Here is a list of everything
Rhino Painted with beaver teeth, see picture
Drop pod, doors are glued shut, and it is sprayed Space Beaver brown
LR Redeemer brown
LR Crusaider bare plastic
3 thunder beaver cavalry painted brown
Beaver lord on Cy-Beaver
2 land speeders partially assembled (throwing them in at no charge)
Vindicator painted brown
Razorback with custom twin lascannon
Dread with magnetized weapons twin LC multimelta AC ML and CCW Converted to be beavery
3 lightning claw terminators with converted hair teeth, and assorted beaver tail talismans(brown)
Assault cannon terminator(brown)
2 Chain fist and storm shield terminators(Brown)
2 storm shield and frostblade terminators(brown)
10 scouts with assorted CCW
1 scout with melta
3 long fangs with heavy bolters
2 long fangs with missile launchers
2 with lascannon
1 with multi melta
1 with plasma cannon
4 marines with melta guns (bare plastic with metal guns)
2 marines with flamers (brown)
1 marine with a plasma gun
16 marines with bolters (various stages of paint, from plain brown, to fully painted see pictures)
14 marines with assorted CCW (various stages of paint from brown to fully painted)
2 marines with power fists

And finally Chaptermaster Theodore Cleavar, (logan grimnar counts as) see pictures

All told it is a huge Space beaver (wolf) army.
Many of the models have been sculpted with big buck teeth, and beaver skin caps.
There are beaver tail talismans on many as well.
I will even include the sabol foam trays that I transport them in, but not an army transport.
I will also throw in all my bits, probably enough to add in another 8 to 10 marines.

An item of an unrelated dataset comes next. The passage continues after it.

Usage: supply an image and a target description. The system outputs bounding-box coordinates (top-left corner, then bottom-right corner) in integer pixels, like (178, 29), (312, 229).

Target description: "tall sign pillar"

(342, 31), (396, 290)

Looking to move it all for $600 . plus shipping(about $40 probably)
Send me a PM if you have any questions.
If nothing else, I hope you got a chuckle reading about my army.
Thanks for looking.


----------



## Dr.Mercury (Aug 2, 2008)

I am more than willing to negotiate on the price. I lost my job and I have bills to pay. Need to move this quick.


----------



## Azkaellon (Jun 23, 2009)

Oh, My, God this is the funniest marine army i have ever seen! I suggest someone picks it up for the comedic value alone of yelling "MY BROWN BEAVERS BEAT YOU"


----------



## Shady ed (Sep 9, 2010)

I think that's the trouble with such highly customised models. Being that they are all beavers may reduce the price some people are willing to pay.


----------



## Dr.Mercury (Aug 2, 2008)

Azkaellon said:


> Oh, My, God this is the funniest marine army i have ever seen! I suggest someone picks it up for the comedic value alone of yelling "MY BROWN BEAVERS BEAT YOU"


My battle cry was 
"What can brown do to you!"

Anyway, I really do need to sell this stuff.
Reducing the price to $375 to move it by the weekend if possible.
That is less than 50% retail.
make an offer.


----------